Speaking recently with HR Management Magazine, Cahill and Mariotti describe Verizon’s new, broader approach to recognition, which they date to the company’s merger with MCI. The result of this merger was Verizon Business, consisting of 32,000 non-sales employees. Mariotti says the company hoped to expand on the existing recognition program for salespeople to include the team members now under the Verizon Business umbrella.
"For these employees you can’t say, ‘Well, you did X so you get Y’ like you can in the sales organization," Mariotti says, so in Verizon Business we needed to make this culture of recognition part of the management’s day-to-day duties. We use a point structure, and it’s online. We created it with flexibility in mind, because there are a number of organizations that need to use it, and be able to recognize their employees for the different milestones they hit throughout the year."
For a program of such magnitude, Cahill says trying to handle administration in-house would have been impossible. Instead, the tracking is done by Verizon and then every month, files are transferred to an outside agency that manipulates the data according to current rules structures. The agency also helps with communication, design, administering results, converting results into payouts, and making deposits into employees’ accounts.
"Due to the complexity of the rewards we want to offer our employees, you absolutely have to use a third party to do that in an efficient way," Mariotti says.
In Verizon’s case, complexity involves offering employees a great deal of flexibility in their reward choices. In addition to a catalog featuring more than 1,200 merchandise items, the company offers gift cards to 200 different retailers, as well as even more specialized options for international employees. But as Cahill points out, Verizon is willing to stretch beyond these boundaries for unique employee requests.
"We had an employee who had been saving his points from the sales group for several years, and eventually he saved enough to buy a pickup truck," Cahill says. "The third party went out, sourced his truck for him, and converted his points. We also have a site that’s a bit like eBay, where we have unusual items, like collector baseballs or tickets to sold-out concerts. Employees can bid their points for those items online."
Offering a wide array of award mediums is important, Cahill adds, because the company doesn’t want employees to ever feel like they’ve exhausted their prize options.
"We’ve got enough out there that they could sell forever and there would still be plenty of variety of gifts, travel, and merchandise they could select from," Cahill says.
And while the larger program may have originated as an extension of the company’s sales incentives offerings, Cahill notes that sales and non-sales employees require unique recognition strategies.
"One of the reasons we don’t do cash or gift cards on the sales side particularly is that you really want those tangible items; you want the employees to think and dream of earning something," Cahill says. "It can be a very powerful tool if its used effectively."
Similarly, Mariotti observes, travel incentives tend to work better for a sales audience because salespeople particularly benefit from the camaraderie that goes along with group travel, while the company can get motivational mileage, so to speak, out of winners who come back talking up their experiences in Hawaii or the Caribbean.

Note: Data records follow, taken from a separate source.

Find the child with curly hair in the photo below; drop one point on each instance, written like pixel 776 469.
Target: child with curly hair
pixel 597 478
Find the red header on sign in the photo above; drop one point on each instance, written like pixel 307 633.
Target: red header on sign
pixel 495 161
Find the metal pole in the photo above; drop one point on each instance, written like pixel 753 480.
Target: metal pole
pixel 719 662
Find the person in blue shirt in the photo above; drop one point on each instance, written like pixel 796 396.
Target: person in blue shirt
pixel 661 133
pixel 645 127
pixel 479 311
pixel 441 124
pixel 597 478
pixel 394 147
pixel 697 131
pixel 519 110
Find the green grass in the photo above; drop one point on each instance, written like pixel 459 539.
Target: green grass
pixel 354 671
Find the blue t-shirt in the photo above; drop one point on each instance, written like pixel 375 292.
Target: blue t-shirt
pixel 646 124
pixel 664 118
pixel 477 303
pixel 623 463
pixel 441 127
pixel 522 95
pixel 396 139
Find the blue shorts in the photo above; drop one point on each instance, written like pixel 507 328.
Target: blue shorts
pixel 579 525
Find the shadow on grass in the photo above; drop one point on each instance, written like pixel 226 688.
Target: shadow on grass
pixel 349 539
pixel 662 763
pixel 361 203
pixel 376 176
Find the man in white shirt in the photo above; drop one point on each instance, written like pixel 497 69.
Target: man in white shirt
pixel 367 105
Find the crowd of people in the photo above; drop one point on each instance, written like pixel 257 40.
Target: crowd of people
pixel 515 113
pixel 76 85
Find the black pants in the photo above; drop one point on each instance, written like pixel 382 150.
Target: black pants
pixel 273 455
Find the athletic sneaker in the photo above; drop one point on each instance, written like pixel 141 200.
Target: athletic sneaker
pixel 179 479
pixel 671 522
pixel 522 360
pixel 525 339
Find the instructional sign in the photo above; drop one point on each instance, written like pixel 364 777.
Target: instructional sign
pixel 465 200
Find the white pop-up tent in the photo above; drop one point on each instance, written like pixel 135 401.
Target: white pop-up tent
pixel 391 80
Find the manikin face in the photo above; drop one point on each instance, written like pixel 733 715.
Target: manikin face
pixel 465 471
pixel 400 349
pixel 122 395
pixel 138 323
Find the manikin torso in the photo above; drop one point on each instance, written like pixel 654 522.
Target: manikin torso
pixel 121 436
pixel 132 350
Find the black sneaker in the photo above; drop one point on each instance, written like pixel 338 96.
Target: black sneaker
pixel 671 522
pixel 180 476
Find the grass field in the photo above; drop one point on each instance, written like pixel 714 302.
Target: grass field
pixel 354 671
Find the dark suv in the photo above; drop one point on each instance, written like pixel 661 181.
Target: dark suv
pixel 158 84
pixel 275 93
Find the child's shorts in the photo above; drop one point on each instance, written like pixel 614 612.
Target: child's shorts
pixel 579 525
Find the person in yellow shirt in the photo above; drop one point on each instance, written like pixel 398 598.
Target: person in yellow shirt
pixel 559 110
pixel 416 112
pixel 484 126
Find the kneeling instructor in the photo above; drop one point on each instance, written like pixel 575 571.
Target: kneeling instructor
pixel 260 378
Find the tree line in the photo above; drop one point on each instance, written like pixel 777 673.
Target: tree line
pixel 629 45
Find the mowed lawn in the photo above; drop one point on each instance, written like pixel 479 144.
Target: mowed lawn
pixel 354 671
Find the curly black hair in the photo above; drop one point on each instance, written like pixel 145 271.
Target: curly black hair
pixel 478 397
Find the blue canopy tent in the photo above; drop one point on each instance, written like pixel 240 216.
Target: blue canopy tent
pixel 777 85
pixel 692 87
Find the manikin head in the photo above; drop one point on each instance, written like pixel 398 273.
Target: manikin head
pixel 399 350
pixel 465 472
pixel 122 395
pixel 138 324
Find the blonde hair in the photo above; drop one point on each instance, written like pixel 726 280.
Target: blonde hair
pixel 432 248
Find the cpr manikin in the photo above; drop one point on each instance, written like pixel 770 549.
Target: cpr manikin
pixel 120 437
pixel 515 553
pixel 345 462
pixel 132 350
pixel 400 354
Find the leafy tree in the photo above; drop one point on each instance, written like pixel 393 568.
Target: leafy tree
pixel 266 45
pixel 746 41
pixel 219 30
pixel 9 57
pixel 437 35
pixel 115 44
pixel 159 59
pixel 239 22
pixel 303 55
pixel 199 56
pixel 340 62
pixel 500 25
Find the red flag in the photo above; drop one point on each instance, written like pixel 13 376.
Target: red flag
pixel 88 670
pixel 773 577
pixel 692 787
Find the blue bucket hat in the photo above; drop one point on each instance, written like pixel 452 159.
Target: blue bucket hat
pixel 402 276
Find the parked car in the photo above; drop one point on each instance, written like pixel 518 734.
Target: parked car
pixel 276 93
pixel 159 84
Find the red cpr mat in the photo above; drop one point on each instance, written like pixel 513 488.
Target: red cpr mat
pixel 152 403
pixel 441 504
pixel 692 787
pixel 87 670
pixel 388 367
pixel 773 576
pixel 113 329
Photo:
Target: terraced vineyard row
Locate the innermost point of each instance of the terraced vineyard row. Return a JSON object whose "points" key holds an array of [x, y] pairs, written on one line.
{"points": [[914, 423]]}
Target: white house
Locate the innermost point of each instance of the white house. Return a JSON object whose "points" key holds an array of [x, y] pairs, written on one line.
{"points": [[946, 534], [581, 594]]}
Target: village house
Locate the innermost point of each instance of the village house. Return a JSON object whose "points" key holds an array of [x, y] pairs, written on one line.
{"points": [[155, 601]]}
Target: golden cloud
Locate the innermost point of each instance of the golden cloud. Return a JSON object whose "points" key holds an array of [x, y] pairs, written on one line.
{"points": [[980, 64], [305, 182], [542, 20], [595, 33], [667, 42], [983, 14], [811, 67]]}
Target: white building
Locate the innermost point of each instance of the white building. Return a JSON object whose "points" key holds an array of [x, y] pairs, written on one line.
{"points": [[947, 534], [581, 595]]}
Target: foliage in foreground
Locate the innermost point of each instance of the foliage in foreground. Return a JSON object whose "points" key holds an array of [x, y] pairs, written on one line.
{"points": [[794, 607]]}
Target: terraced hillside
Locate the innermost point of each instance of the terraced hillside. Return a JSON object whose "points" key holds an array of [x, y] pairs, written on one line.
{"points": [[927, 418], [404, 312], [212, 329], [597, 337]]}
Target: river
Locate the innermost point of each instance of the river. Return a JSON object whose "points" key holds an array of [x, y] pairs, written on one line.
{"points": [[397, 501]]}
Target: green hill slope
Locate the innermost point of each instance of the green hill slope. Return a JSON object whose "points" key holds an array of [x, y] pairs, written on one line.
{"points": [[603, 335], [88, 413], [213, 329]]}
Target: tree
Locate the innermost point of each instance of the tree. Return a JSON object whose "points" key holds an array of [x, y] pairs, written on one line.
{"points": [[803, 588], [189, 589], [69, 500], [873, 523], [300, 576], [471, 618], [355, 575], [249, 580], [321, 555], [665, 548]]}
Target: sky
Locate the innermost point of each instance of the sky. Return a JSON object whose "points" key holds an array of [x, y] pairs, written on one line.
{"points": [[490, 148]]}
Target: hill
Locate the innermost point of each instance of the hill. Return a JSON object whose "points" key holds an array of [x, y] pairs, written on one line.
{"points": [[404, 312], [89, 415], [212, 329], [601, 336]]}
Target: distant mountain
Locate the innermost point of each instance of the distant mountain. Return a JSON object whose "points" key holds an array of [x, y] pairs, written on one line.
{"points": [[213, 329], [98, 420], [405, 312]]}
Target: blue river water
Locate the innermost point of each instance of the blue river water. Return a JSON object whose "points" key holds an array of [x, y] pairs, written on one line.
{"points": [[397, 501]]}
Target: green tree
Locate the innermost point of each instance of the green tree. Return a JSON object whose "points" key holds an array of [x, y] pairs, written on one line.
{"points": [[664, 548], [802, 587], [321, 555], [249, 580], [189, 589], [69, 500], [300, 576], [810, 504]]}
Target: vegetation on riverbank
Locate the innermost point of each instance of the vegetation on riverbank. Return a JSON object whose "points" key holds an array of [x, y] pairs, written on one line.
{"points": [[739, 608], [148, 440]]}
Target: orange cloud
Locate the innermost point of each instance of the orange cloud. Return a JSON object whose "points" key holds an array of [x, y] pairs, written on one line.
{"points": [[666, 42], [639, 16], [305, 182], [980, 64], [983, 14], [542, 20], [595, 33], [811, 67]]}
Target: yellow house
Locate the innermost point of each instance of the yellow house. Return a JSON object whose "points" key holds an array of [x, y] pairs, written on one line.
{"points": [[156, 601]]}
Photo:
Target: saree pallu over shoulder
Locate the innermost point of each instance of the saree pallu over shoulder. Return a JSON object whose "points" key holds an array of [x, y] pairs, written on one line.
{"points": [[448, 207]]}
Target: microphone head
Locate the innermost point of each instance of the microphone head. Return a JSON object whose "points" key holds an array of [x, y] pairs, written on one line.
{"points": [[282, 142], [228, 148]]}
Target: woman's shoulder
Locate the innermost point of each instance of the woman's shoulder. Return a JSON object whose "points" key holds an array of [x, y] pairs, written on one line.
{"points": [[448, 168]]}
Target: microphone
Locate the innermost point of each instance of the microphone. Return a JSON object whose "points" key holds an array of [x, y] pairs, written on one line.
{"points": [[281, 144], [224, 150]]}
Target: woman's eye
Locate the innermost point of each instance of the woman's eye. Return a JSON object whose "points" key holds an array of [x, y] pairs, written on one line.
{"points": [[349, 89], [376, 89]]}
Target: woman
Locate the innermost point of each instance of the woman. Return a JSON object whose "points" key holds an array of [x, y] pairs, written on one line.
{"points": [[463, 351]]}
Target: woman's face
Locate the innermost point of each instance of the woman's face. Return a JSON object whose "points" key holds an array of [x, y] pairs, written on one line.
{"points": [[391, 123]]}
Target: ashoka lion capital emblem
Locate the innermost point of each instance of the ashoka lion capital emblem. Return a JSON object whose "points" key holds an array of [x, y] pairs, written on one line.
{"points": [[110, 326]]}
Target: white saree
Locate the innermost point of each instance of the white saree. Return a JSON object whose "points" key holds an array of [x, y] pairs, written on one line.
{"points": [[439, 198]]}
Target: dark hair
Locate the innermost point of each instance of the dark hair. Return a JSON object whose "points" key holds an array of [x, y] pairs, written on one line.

Beyond the specifics of the gifts or the details of individual programs, however, Mariotti says that a culture of recognition ties the reward to the company, so that recipients will always remember and think about the company they work for as they use or enjoy their reward.
"With recognition it’s always in the back of someone’s mind, ‘I’m going to do a good job because I want to be recognized for this,’ knowing that they might be recognized with an e-card or a thank-you or praise in front of their peers in key meetings all that builds on itself and managers are using that throughout the year," Mariotti says. "Rewards and incentives are really powerful tools that managers can use within their teams to keep everyone motivated."